Madison, a self-described anarchist, was in Pittsburgh volunteering for the Tin Can Comms Collective, a group that uses Twitter to send mass text messages during protests describing events observed on the streets or over police scanners; stuff like "SWAT teams rolling down 5th Ave." Tin Can was active during the St. Paul RNC protests, and the authorities are now on to them. Madison was charged with hindering apprehension or prosecution, criminal use of a communication facility and possession of instruments of crime; he's currently out on bail.
The search warrant for Madison's home authorized agents to seize evidence that could be used to violate "federal rioting laws." As helicopters hovered overhead, the feds seized electronic equipment, newspapers, books and gas masks. Oh, and a damning picture of Vladimir Lenin. The Post also reports that they seized a pound of liquid mercury, metal triangles used to puncture tires and two boxes of ammunition. But agents left some machetes, samurai swords and daggers at the house, because they fell outside the scope of the warrant.

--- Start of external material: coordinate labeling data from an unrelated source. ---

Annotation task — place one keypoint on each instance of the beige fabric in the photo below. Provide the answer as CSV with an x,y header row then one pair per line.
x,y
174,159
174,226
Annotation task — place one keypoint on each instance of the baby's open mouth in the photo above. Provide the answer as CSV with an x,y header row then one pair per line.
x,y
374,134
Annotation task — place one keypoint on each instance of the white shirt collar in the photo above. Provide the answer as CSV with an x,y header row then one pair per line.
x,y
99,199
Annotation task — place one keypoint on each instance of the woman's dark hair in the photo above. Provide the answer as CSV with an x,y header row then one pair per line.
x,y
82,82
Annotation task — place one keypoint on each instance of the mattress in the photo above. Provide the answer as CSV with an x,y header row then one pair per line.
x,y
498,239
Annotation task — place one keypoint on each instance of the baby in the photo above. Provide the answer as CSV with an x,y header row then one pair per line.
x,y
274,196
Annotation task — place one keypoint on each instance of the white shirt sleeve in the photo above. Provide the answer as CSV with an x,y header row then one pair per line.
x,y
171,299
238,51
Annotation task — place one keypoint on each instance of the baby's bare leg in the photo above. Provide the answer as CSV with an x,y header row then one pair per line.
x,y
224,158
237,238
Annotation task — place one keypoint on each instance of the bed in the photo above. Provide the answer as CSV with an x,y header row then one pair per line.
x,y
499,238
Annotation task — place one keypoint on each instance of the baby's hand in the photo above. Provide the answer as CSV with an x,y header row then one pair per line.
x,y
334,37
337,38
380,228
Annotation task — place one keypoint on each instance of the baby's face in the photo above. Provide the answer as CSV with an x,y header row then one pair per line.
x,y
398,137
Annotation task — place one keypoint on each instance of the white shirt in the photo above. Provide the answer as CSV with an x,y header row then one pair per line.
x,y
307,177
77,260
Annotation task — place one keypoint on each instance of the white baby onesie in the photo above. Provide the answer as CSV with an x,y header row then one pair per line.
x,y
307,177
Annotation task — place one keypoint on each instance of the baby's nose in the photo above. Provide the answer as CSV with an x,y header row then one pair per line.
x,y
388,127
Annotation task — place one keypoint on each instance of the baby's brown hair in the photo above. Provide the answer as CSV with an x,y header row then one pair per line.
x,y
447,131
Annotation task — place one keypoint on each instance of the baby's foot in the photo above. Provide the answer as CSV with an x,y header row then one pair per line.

On Friday, Madison's lawyer argued that the search is illegal and convinced a Brooklyn federal judge to issue a temporary order of protection stopping the feds from going through the material. Madison says his arrest and the raid were intended to "stifle dissent" and tells the Times, "They arrested me for doing the same thing everybody else was doing, which was perfectly legal. It was crucial for people to have the information we were sending."